There is any issue with the health check. When doing the checks, relayd(8) uses an empty user-agent value. GoToSocial does not like this and returns an HTTP/418. Even when using “check send” or “check binary send” , I couldn’t have relayd(8) send HTTP health-check that would make GTS happy.
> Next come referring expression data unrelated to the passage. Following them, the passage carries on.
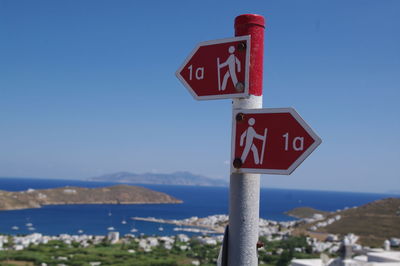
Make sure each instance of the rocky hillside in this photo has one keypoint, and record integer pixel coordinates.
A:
(120, 194)
(373, 222)
(178, 178)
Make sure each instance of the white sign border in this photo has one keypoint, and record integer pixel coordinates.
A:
(244, 94)
(300, 120)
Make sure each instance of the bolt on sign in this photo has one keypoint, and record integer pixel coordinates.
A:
(270, 141)
(217, 69)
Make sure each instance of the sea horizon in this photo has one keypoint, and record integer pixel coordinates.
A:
(200, 201)
(394, 193)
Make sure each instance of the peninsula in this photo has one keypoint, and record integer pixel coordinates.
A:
(119, 194)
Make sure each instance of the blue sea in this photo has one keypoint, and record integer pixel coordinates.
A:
(197, 201)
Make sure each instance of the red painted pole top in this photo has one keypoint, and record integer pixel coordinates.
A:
(253, 25)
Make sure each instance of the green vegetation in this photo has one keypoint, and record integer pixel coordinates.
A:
(373, 222)
(282, 252)
(129, 253)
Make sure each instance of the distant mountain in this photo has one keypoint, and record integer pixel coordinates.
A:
(119, 194)
(178, 178)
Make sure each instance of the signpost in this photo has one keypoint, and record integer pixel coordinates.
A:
(217, 69)
(270, 141)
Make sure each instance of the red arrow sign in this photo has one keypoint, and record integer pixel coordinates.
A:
(217, 69)
(270, 141)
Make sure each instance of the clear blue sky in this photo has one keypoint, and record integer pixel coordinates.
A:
(88, 88)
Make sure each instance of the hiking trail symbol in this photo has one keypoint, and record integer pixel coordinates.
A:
(231, 62)
(218, 69)
(247, 138)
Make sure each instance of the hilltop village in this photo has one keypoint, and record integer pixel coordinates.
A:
(280, 243)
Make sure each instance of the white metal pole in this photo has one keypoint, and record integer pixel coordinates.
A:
(244, 190)
(244, 206)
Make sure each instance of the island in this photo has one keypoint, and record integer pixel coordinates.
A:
(119, 194)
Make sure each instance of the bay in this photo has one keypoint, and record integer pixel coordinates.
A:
(197, 201)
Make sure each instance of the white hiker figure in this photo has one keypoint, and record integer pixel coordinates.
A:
(249, 134)
(231, 62)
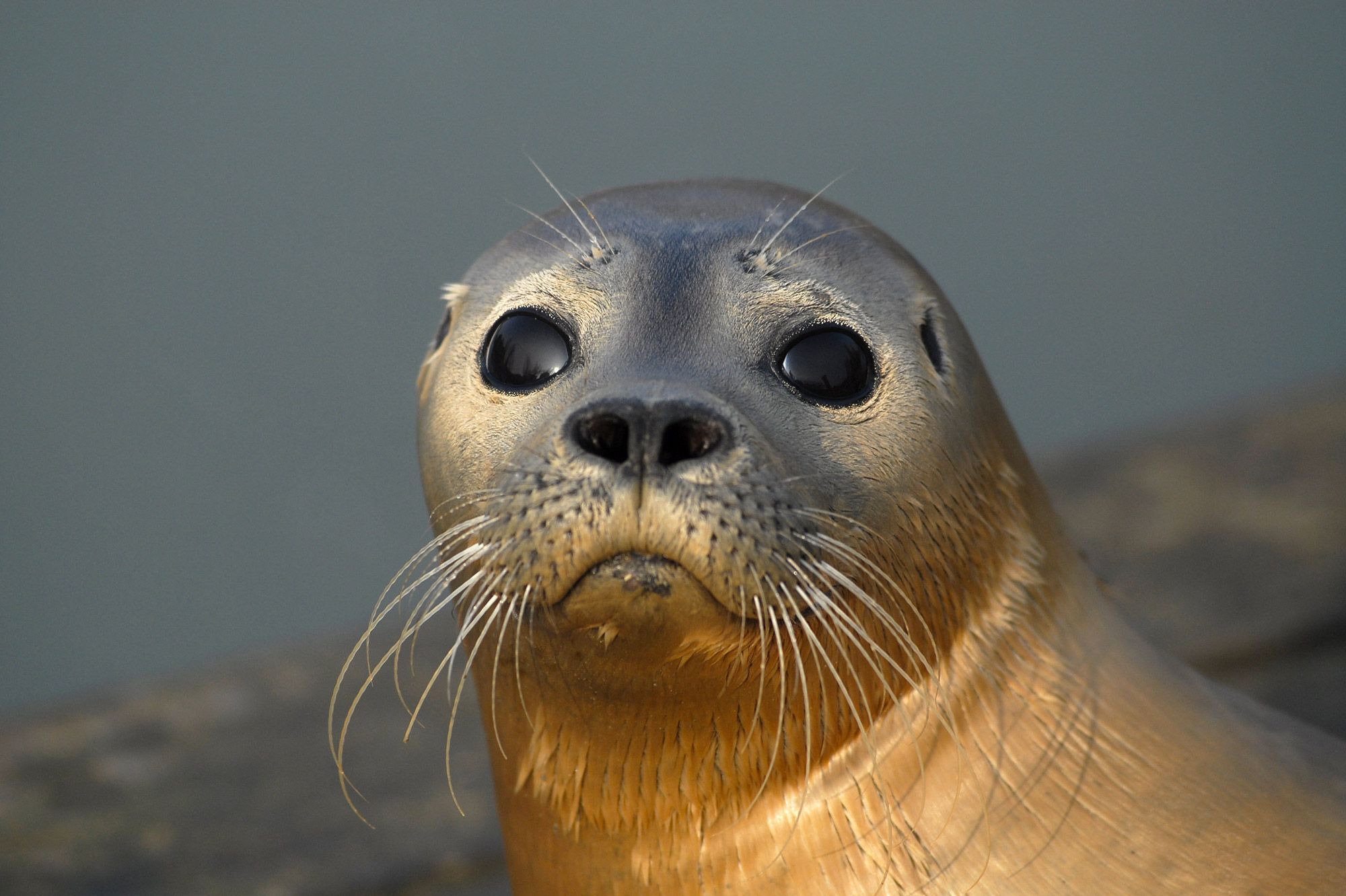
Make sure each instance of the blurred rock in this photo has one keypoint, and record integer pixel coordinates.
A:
(1224, 539)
So I went for having relayd(8) accept the HTTP/418 as a valid proof of life.
If you have knowledge to solve this, don’t hesitate to ping me!

User creation

Registration is not opened on this instance.
So I need to create the account(s) from the CLI.

# /usr/pkg/bin/gotosocial                           \
  --config-path /usr/pkg/etc/gotosocial/config.yaml \
  admin account create                              \
    --username admin                                \
    --email contact@example.com                     \
    --password 'change-me'                    

# /usr/pkg/bin/gotosocial                           \
  --config-path /usr/pkg/etc/gotosocial/config.yaml \
  admin account promote --username admin

# service gotosocial restart

Repeat those steps for every user(s) you create.

Browse to https://gts.example.com/settings , log in and start the configuration. Check to see if communication works with some of your testing ActivityPub accounts and start tooting.

That’s All Folks! Seeya on the Fediverse.